In a substitution translation, the system replaces the matched subsequence with another key-event sequence. Key translation is not recursively applied to the substituted key-events.

In a bit-prefix translation, the system removes the matched subsequence and effectively sets the specified bits in the next key-event in the key.

While translating a key, if the system encounters an incomplete final subsequence of key-events, it aborts the translation process. This happens when those last key-events form a prefix of some translation. It also happens when they translate to a bit-prefix, but there is no following key-event to which the system can apply the indicated modifier. If there is a binding for this partially untranslated key, then the command interpreter will invoke that command; otherwise, it will wait for the user to type more key-events.


key-translation key


This form is setf-able and allows users to register key translations that the command interpreter will use as users type key-events.

This function returns the key translation for key, returning nil if there is none. Key is either a key-event or a sequence of key-events. If key is a prefix of a translation, then this returns :prefix.

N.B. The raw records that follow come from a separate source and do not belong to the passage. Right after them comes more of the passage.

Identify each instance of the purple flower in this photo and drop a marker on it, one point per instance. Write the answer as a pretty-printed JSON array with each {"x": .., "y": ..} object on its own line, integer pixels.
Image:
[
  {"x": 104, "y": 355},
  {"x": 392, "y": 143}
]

A key translation is either a key or modifier specification. The bits translations have a list form: (:bits {bit-name}*).

Whenever key appears as a subsequence of a key argument to the binding manipulation functions, that portion will be replaced with the translation. Transparent Key Bindings

Key bindings local to a mode may be transparent. A transparent key binding does not shadow less local key bindings, but rather indicates that the bound command should be invoked before the first normal key binding. Transparent key bindings are primarily useful for implementing minor modes such as auto fill and word abbreviation. There may be several transparent key bindings for a given key, in which case all of the transparent commands are invoked in the order they were found. If there no normal key binding for a key typed, then the command interpreter acts as though the key is unbound even if there are transparent key bindings.

The :transparent-p argument to defmode determines whether all the key bindings in a mode are transparent or not. In addition a particular command may be declared to be transparent by the :transparent-p argument to defcommand and make-command.

6.7.3. Command Types

In many editors the behavior of a command depends on the kind of command invoked before it. Hemlock provides a mechanism to support this known as command type.




This returns the command type of the last command invoked. If this is set with setf, the supplied value becomes the value of last-command-type until the next command completes. If the previous command did not set last-command-type, then its value is nil. Normally a command type is a keyword. The command type is not cleared after a command is invoked due to a transparent key binding.

6.7.4. Command Arguments

There are three ways in which a command may be invoked: It may be bound to a key which has been typed, it may be invoked as an extended command, or it may be called as a Lisp function. Ideally commands should be written in such a way that they will behave sensibly no matter which way they are invoked. The functions which implement commands must obey certain conventions about argument passing if the command is to function properly. The Prefix Argument

Whenever a command is invoked it is passed as its first argument what is known as the prefix argument. The prefix argument is always either an integer or nil. When a command uses this value it is usually as a repeat count, or some conceptually similar function.




This function returns the current value of the prefix argument. When set with setf, the new value becomes the prefix argument for the next command. If the prefix argument is not set by the previous command then the prefix argument for a command is nil. The prefix argument is not cleared after a command is invoked due to a transparent key binding. Lisp Arguments

It is often desirable to call commands from Lisp code, in which case arguments which would otherwise be prompted for are passed as optional arguments following the prefix argument. A command should prompt for any arguments not supplied.